Iran Keeps Lights on to Keep Tempers Cool

Iranians, fed up with the high cost of living, are expressing their anger by refusing to pay their electricity bills, even as summer temperatures in the country reach 100 degrees.

Fresh off the Arab spring, the government is keeping the lights and air on for the people, in part, to keep tempers from flaring and protesters off the streets.

Utility prices spiked drastically as a result of President Mahmoud Ahmadinejad’s Subsidy Smart Plan, which he announced in January, to dismantle a $100 billion government subsidy system that cost the Iranian government about a quarter of its GDP to stabilize food, fuel and electricity prices. As a result, gasoline prices have spiked by 75 percent and increased utility bills five times to 20 times the average, making basic electricity out of reach for up to 70 percent of Iranian families.

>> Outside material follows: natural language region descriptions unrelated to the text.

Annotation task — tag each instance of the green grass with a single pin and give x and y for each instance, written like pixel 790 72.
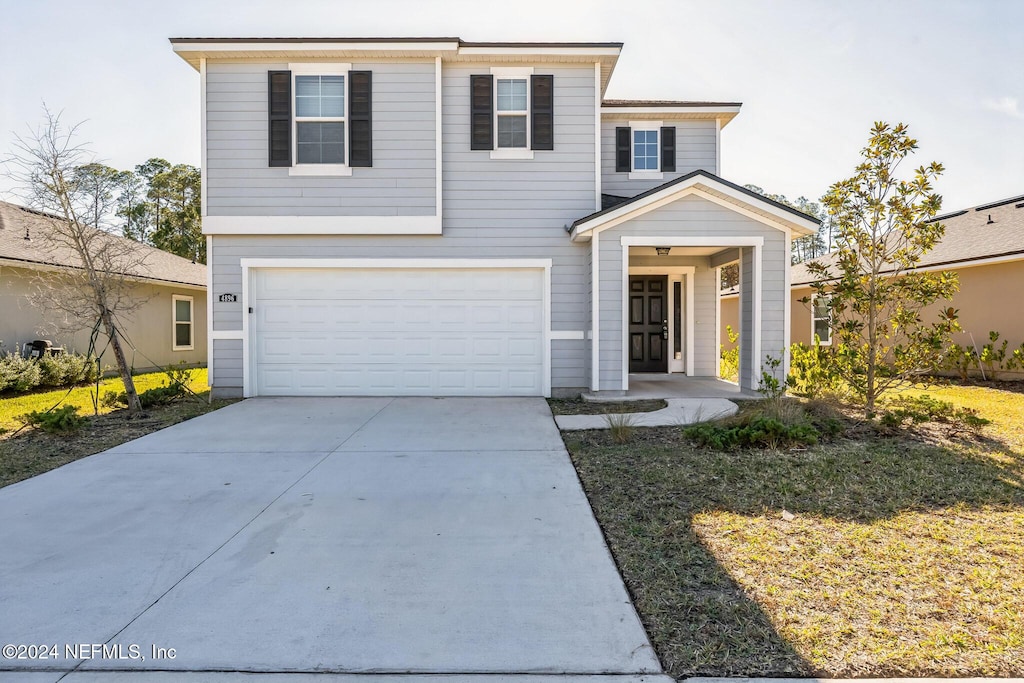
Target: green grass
pixel 12 408
pixel 872 556
pixel 30 452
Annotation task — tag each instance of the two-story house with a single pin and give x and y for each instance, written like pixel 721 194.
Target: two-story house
pixel 429 216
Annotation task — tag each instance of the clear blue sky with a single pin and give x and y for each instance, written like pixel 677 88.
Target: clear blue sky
pixel 813 75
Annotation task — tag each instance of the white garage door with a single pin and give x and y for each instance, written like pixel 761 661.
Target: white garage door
pixel 334 332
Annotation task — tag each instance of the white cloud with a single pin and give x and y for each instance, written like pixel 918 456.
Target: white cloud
pixel 1008 105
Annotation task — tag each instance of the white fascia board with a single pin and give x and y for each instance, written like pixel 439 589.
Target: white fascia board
pixel 683 241
pixel 669 195
pixel 536 263
pixel 541 51
pixel 270 46
pixel 711 112
pixel 292 225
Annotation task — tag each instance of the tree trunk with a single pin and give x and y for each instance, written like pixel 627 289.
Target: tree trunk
pixel 134 404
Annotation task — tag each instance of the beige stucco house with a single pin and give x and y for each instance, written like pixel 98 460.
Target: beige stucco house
pixel 983 245
pixel 169 328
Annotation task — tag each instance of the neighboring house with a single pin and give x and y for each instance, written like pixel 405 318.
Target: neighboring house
pixel 438 217
pixel 984 246
pixel 168 328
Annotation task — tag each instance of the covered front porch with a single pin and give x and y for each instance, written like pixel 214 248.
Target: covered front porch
pixel 644 386
pixel 656 263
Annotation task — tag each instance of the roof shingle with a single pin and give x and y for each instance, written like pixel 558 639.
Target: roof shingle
pixel 16 221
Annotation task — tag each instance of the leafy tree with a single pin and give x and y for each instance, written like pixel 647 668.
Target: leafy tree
pixel 811 246
pixel 883 227
pixel 160 205
pixel 60 178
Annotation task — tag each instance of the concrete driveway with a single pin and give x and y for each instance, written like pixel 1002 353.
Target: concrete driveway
pixel 366 536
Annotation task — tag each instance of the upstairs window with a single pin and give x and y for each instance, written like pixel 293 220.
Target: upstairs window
pixel 645 157
pixel 645 150
pixel 320 119
pixel 512 113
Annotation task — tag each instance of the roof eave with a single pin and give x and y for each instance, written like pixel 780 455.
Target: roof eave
pixel 700 182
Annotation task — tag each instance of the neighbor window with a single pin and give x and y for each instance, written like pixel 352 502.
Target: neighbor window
pixel 183 324
pixel 512 113
pixel 820 319
pixel 320 119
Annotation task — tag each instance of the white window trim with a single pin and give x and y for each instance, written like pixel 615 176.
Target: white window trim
pixel 521 73
pixel 646 174
pixel 814 318
pixel 313 69
pixel 175 323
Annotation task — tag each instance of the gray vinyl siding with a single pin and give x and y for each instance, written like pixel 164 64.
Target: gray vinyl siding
pixel 401 181
pixel 226 369
pixel 696 217
pixel 696 148
pixel 492 209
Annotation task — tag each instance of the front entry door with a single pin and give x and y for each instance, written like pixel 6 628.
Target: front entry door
pixel 648 324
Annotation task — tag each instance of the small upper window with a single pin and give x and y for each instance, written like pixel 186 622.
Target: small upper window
pixel 512 113
pixel 820 321
pixel 320 119
pixel 645 147
pixel 183 325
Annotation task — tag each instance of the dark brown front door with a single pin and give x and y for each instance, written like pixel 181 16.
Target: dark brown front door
pixel 648 324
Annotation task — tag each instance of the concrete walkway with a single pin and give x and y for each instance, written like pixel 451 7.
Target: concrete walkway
pixel 415 536
pixel 678 412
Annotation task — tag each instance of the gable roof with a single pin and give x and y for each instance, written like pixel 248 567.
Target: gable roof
pixel 705 183
pixel 194 50
pixel 969 238
pixel 16 222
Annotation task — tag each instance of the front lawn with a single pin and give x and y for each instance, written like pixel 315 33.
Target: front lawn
pixel 33 452
pixel 872 556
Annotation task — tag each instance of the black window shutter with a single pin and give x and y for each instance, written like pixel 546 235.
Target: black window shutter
pixel 481 112
pixel 360 130
pixel 280 118
pixel 669 148
pixel 543 112
pixel 624 150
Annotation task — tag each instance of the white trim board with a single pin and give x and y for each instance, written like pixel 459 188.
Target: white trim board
pixel 249 264
pixel 322 225
pixel 705 187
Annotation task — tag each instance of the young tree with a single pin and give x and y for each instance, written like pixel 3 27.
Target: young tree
pixel 883 226
pixel 61 179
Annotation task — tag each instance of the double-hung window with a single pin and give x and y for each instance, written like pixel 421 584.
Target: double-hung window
pixel 321 114
pixel 184 334
pixel 820 319
pixel 645 150
pixel 513 113
pixel 320 119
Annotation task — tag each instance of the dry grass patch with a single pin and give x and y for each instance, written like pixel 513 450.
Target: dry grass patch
pixel 875 557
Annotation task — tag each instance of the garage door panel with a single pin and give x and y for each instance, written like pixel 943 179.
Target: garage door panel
pixel 404 332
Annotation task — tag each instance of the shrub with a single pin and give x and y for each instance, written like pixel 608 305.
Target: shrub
pixel 17 374
pixel 58 421
pixel 813 373
pixel 60 370
pixel 729 364
pixel 621 427
pixel 759 432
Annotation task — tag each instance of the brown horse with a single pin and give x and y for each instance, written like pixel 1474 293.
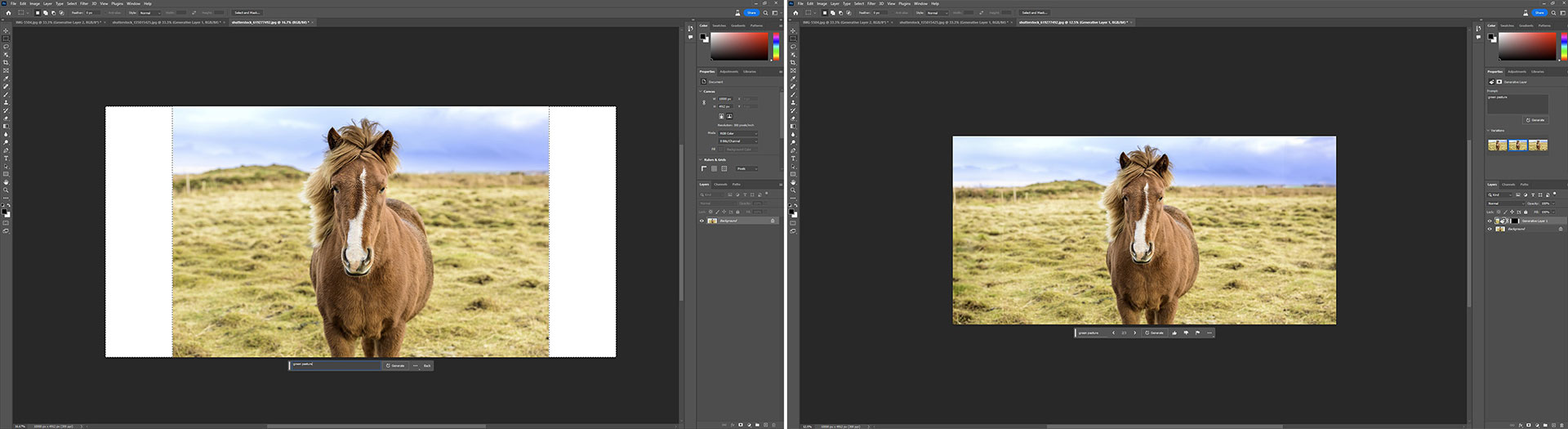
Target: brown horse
pixel 372 267
pixel 1153 255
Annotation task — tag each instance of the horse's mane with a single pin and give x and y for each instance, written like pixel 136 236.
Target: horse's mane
pixel 1140 163
pixel 354 142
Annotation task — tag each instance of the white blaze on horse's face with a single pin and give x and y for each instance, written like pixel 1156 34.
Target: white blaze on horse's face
pixel 354 257
pixel 1142 248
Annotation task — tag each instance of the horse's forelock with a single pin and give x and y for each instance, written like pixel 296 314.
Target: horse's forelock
pixel 1140 163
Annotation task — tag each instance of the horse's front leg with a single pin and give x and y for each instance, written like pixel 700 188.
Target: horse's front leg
pixel 1167 313
pixel 391 343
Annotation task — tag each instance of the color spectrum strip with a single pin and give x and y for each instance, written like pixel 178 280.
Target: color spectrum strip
pixel 1528 46
pixel 741 46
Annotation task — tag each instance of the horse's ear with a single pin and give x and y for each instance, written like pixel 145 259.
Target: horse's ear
pixel 1164 163
pixel 385 143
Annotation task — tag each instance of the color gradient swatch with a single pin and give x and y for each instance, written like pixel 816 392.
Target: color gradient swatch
pixel 741 46
pixel 1528 46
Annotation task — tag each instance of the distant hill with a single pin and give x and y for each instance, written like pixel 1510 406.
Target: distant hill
pixel 1045 189
pixel 240 177
pixel 284 177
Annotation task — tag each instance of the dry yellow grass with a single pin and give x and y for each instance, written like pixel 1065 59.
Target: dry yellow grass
pixel 1267 255
pixel 242 255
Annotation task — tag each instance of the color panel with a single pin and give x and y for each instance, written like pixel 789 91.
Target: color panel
pixel 1528 46
pixel 1562 46
pixel 741 46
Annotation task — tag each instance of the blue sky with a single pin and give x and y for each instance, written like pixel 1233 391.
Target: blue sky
pixel 1196 161
pixel 430 139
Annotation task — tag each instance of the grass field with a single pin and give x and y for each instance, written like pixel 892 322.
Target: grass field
pixel 1037 255
pixel 242 253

Also on the rise is the cost of food and clothing. A Tehran resident posted online that her two-month bill increased from 80,000 rials (about $80) to 5 million rials ($5,000). “Out of every 10 people you ask, six to eight say they haven’t paid their bills,” a blogger from Tehran wrote.

“The government has promised to make monthly installments possible. But how do you do that for a monthly bill? How can those who can’t pay their gas bill this month pay it in the coming months?”

Apartment complexes frequently have one meter and one bill for the building, prompting unfriendly exchanges between neighbors who say they are conserving and refuse to pay for those who waste.

Yet, circulating news about individuals refusing to pay their bills has emboldened many apartment dwellers who have banded together to collectively refuse to pay the high bills.

“It’s mouth to mouth, neighborhood to neighborhood,” said a businessman working in the oil pipeline contracting business in Tehran who spoke to on the condition of anonymity in an exclusive interview. “So far we are witnessing a passive demonstration, which can easily become an active one.”

The exact extent of the boycott is unknown since the regime is ignoring the non-payments and very little media attention has been given to the issue. Citizens, however, are talking among themselves and even encouraging one another to stop paying the bills.

Political analysts are speculating that high utility bills and subsidy effects may encourage poorer Tehranis, many of whom have been government supporters, to join middle- and upper-class Iranians in protest against the regime. It would not be unusual for Iranians to protest or strike against the subsidy cuts.

In July 2010, shopkeepers and traders in Tehran’s bazaar went on strike for a week to voice disapproval against a government attempt to increase the annual income tax by 70 percent. But many say these cuts are hitting people hard and are exacerbating problems for a country that faces real economic problems.

Four rounds of U.N. sanctions, as well as other targeted sanctions from individual countries over its contentious nuclear program, have crippled Iran’s oil-dependent economy. Unemployment is now exceeding 15 percent and wages are low, requiring many Iranians to work two or three jobs solely to survive.

Now residents are faced with having to do without government subsidies, which have been a signature mark of the Islamic Republic’s three-decade reign, and have traditionally totaled up to $4,000 a year for a family of four, which is more than the yearly income of many Iranians. The cuts to subsidies are part of a five-year subsidy phase-out plan that will end by 2015 and will affect government payouts on fuel, electricity, water, wheat flour and bread, rice, cooking oil, milk and sugar.

As price increases, especially for fuel and common food items, went into effect, the government’s central concern was public reaction. A pivotal cornerstone of the subsidy cuts was therefore to placate the people through individual cash subsidies of about $40 per month, for those who qualify.

Historically, the Iranian regime has kept the lower and working classes of its population satiated and on its side.

“It is common for unpopular governments to buy the loyalty of certain segments of the population through subsidies, and when the subsidies go away, it’s natural to see unrest in those markets, said Christopher Thornberg, principal at Beacon Economics, a California research and economic forecasting group.“It’s the country folks, the political base of President Ahmadinejad, who will be most affected by this and must therefore be most feared in this case.”

Now the concern is that the economic pinch will likely cause the working class to turn on the government and join the opposition -- which is comprised mainly of middle- and upper-class Iranians.

In fact, some believe that recently reported tensions between President Ahmadinejad and Supreme Leader Ali Khamenei over the arrest of  Ahmadinejad's political allies could be an attempt by the Iranian government to divert the people’s attention from the rising prices and steadily worsening economy.

So far there are no talks of riots or uprisings.  But those who experienced other protests in Iran, including the 2009 demonstrations disputing Ahmadinejad's fraudulent presidential election ing 2009, say that just because the people have not protested yet, doesn’t mean they won’t.

“Everyone is fed up,” the businessman said. “So far there haven’t been riots, but riots don’t usually start because of a specific cause, like high prices. Once there is an unrelated issue, then people will probably not hesitate to rise up against the government.”